Python/Pandas and The Big Picture of Statistics

Over the past few days I’ve dug into a Python course for Data Science and ML. I ought to quickly establish a practical foundation in the tools I anticipate I’ll be using most (Python). I’ve completed sections on Python, NumPy, Pandas, and am currently working through the overview of Matplotlib.

Pandas

Pandas allows us to import, manipulate, and analyze data from a variety of sources, including CSV and Excel files, SQL databases, as well as even from HTML pages (web scraping). It has a handy apply function that allows us to map a function or lambda over a column in a Dataframe (called “Series” in Pandas).

Stanford Statsprob

In working on the Pandas tutorial I was asked to determine the correlation between two variables in a dataset. Though I figured out how to do so using Pandas and intuitively understood what that function returns, I felt like I just had to dive deeper and so started googling for statistics resources and ultimately decided to enroll in the Stanford statsprob course.

Inspirational material from the course intro:

The feeling of struggling is a normal part of how your brain gets stronger when it learns things.

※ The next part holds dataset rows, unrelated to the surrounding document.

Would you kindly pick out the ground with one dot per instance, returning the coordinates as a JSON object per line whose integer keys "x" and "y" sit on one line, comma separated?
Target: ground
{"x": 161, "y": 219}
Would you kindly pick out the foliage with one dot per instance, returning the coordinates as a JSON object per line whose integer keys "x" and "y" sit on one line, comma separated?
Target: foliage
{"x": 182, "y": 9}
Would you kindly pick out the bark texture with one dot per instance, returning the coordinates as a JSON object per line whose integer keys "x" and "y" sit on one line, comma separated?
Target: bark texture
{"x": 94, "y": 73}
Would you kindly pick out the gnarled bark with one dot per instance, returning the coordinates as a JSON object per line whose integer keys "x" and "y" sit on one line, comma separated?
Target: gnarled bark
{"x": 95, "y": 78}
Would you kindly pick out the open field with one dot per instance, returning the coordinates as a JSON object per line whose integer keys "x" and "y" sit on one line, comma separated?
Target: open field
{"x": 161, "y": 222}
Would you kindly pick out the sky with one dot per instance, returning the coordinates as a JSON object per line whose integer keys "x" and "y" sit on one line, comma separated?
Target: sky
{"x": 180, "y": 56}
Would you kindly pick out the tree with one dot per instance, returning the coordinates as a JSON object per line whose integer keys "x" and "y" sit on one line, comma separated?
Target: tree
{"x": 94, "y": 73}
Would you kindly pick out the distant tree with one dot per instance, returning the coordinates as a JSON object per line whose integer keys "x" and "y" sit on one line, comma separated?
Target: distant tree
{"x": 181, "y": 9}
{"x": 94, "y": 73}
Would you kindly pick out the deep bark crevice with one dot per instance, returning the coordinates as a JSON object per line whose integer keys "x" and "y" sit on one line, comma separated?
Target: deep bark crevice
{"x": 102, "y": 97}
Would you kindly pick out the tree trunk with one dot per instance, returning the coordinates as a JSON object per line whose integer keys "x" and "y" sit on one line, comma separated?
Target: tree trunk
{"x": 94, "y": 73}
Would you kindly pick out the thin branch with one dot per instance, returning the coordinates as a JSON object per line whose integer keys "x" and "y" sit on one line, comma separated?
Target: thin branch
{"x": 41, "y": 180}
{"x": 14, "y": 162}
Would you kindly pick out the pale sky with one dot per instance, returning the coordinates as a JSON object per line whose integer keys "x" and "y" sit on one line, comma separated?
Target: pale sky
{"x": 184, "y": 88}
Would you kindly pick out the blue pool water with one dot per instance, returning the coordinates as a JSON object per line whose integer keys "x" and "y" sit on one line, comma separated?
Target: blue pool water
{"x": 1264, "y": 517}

Strategies that feel easy, such as skipping the practice problems and only reading and listening, are kind of like going to the gym and lifting balloons instead of weights.

What follows are my notes from the first few sections of the course.

The Big Picture of Statistics

Statistics is about conveying data into useful information. We collect, summarize, and interpret data.

Steps in statistical analysis:

Produce Data (from a population)
Exploratory Data Analysis
Probability
Inference

First we select a population to study – the entire group that is the target of our interest. Populations are often too large to study in whole and so we choose a sample and collect data from it (produce data). We need to ensure we have a representative sample. We perform exploratory data analysis (EDA) on the sample in order to draw conclusions about the population. We also need to examine (and factor into our analysis) how the sample might differ from the population; to do so we use probability. Probability is the “machinery” that allows us to draw conclusions about the population based on the data collected about the sample. At the end, we draw conclusions about our population (inference).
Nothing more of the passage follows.